Outside, we lined up on the track for some warm-up laps. A few guys were talking about what they had heard but no one definitively knew anything. “Mr. Eder, you hear about what’s going on in New York?” I asked. “Nope. Two laps. Then get with a partner and toss the ball until you hear my whistle. Go.”
After gym class, there was an eerie buzz back inside the school. I walked into my history class and took a seat at one of the desks near the window. No one in the classroom had a binder or a textbook or a pen out. Ms. Dallon rolled in a TV cart while another teacher helped hook up a cable wire from the wall to the back of the screen. “I’m sure that by now you’ve heard that America is under attack,” she asserted. She found CNN on the TV and sunk into the top of her desk. “We’re not going to get any work done today,” Ms. Dallon added. “You guys should probably just head home.”
The next day, I did another two warm-up laps in PE and tossed the ball with a partner until I heard Mr. Eder’s whistle. I went to history class and took notes on the Great Depression. I did similar things at school the next day and the day after that until that Tuesday, September 11th eventually became “9/11” and a tragic moment in history dissipated into a “war on terror”.
Almost 20 years later, a less apocalyptic but similarly sinister incident occurred a little over 500 miles south of where the Twin Towers once stood. On January 6th, 2021, home-grown terrorists invaded Capitol Hill. In that moment, teachers galvanized. Twitter became an epicentre for dispensing educational ideas that could be used in the wake of the attacks.
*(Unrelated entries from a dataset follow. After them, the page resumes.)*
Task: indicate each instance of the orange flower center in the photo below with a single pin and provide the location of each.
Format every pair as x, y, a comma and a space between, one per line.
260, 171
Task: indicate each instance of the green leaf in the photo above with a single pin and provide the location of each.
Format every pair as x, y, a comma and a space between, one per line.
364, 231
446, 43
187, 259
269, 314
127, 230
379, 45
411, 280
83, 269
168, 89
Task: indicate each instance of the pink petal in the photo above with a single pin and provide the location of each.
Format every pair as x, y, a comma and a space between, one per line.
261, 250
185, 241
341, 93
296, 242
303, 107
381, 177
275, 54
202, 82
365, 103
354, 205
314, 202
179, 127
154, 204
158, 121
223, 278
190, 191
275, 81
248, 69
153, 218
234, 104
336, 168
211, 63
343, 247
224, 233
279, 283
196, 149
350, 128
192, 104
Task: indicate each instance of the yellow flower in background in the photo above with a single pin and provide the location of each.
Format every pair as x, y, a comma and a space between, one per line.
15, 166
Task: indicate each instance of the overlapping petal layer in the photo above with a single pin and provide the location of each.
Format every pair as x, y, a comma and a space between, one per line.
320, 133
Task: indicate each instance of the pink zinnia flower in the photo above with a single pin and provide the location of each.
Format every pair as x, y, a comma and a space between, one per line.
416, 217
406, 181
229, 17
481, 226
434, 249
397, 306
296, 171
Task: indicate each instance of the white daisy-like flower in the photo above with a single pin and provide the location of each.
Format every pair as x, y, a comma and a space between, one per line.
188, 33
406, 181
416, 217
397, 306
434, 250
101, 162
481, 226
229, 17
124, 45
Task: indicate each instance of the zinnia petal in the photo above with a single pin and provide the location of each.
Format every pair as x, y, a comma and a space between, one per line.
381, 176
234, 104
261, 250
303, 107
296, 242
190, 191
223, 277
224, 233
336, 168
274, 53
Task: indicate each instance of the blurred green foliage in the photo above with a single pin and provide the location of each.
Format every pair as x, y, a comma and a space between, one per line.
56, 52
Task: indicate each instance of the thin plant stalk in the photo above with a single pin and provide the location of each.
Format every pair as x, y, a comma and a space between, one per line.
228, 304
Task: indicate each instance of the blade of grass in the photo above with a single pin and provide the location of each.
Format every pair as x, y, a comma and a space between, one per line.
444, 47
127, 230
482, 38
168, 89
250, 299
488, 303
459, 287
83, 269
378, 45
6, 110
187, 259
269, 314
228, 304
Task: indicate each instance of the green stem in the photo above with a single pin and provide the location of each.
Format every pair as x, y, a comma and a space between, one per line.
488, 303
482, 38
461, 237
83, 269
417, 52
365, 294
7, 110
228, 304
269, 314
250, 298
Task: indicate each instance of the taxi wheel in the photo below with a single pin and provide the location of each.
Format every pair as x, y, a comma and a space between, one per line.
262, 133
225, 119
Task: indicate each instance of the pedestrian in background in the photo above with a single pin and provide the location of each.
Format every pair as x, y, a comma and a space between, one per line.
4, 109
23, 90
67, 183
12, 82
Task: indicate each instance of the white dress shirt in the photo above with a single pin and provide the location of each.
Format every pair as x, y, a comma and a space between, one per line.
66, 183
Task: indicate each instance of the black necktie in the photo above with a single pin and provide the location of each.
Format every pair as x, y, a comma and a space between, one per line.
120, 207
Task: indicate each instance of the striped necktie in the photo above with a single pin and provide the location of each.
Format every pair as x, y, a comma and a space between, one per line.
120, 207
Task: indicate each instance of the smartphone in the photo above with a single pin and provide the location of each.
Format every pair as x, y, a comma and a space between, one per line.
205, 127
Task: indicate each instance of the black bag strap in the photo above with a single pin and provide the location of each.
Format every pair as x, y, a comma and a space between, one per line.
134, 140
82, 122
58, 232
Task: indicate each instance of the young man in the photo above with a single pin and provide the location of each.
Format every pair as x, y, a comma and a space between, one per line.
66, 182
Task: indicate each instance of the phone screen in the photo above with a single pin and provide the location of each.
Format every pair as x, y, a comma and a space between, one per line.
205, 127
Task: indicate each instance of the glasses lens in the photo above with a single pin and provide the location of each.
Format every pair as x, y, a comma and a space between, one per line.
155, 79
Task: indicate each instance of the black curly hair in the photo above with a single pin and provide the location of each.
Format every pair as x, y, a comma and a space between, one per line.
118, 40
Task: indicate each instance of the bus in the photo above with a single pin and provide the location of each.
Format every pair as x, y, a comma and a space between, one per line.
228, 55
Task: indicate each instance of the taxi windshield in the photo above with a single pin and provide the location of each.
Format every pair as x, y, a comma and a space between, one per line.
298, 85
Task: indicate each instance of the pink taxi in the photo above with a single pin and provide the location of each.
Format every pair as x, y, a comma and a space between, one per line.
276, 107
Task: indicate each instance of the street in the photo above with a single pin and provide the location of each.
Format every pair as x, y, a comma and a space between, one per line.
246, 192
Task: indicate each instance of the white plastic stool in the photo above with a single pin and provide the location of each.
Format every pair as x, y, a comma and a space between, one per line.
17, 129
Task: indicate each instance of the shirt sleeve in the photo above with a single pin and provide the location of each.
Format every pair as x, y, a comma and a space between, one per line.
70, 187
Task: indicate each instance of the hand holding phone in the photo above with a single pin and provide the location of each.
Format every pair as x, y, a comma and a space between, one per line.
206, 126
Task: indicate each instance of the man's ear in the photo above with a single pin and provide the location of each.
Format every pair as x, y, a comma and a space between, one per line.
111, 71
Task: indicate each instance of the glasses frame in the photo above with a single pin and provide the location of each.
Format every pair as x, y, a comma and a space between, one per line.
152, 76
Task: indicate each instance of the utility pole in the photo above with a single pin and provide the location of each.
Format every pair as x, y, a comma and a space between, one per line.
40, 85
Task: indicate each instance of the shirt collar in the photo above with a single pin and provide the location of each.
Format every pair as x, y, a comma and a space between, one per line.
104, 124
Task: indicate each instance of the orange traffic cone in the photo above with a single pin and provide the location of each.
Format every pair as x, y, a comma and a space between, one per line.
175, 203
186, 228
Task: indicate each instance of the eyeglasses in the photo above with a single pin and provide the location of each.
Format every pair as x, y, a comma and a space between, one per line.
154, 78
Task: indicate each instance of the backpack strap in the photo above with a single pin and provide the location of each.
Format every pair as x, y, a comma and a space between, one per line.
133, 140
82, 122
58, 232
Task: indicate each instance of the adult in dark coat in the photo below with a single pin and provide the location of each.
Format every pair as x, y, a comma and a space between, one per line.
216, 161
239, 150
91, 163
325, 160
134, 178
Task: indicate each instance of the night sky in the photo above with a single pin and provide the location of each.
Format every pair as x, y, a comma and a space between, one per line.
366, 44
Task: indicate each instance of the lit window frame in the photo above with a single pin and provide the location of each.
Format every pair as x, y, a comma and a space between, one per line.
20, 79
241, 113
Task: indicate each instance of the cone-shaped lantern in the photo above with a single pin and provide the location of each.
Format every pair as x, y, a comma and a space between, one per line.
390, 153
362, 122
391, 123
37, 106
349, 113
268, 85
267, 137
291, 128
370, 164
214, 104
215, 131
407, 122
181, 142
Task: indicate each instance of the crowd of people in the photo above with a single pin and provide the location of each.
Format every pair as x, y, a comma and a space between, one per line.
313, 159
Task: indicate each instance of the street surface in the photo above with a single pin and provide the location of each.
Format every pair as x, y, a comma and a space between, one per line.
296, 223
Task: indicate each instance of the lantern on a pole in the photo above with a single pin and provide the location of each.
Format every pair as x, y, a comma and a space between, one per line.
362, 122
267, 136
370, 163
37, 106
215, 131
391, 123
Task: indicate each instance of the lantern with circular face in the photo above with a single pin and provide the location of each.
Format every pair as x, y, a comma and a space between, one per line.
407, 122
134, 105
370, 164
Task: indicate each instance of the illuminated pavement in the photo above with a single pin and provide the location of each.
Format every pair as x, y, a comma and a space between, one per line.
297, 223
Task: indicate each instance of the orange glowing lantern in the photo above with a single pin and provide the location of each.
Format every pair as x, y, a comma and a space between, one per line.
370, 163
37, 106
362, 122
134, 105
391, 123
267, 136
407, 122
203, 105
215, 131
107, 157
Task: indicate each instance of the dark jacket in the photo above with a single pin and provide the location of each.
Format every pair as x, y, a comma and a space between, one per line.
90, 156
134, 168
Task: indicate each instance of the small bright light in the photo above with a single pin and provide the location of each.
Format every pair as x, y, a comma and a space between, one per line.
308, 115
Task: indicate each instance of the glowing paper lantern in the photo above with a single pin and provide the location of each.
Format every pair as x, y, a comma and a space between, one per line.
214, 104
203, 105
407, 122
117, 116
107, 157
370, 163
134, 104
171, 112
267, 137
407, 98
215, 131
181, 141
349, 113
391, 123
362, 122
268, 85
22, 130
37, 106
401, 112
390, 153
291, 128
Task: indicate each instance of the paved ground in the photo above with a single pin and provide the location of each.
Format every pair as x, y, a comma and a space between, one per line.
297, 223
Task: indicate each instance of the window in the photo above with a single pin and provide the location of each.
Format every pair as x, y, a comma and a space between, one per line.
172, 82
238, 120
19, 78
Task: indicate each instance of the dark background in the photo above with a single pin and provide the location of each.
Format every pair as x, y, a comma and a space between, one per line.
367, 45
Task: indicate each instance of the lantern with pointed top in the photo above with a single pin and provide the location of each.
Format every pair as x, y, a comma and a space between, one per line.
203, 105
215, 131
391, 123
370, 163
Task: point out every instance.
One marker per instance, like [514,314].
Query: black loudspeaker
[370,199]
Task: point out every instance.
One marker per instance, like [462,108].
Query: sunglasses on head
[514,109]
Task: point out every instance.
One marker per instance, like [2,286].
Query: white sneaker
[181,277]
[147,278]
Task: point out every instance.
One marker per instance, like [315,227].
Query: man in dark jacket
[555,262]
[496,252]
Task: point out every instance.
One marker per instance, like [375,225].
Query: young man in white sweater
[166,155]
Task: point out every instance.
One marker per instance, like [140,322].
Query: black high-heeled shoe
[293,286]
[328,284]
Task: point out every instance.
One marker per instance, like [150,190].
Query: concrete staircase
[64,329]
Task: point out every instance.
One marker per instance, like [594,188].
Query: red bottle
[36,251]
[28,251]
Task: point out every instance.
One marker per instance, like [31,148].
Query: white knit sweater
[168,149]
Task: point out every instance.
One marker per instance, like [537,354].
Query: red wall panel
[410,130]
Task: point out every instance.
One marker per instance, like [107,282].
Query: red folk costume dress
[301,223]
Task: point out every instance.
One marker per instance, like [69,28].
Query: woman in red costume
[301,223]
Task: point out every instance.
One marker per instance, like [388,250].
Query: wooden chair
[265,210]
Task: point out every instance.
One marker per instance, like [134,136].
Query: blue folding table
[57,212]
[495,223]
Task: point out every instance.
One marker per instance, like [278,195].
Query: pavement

In the days that followed, teaching resources were shared through facebook groups and staff email chains. It seemed like our regularly scheduled “learning” stopped, even for loose moments, to learn, understand, and digest what had just taken place.
Twenty years ago, we missed opportunities to teach about oppression, privilege, and racism in the exact moments that we saw them unfold. Twenty years ago, we fell short on the occasion to dispel Islamophobia during the moments it began to arise. But the needle has moved. I was taught to “leave personal politics in the parking lot with the car before stepping into a classroom” some ten years ago in teacher’s college. I wouldn’t dare a teacher preparation educator to utter those words to tomorrow’s teachers, today.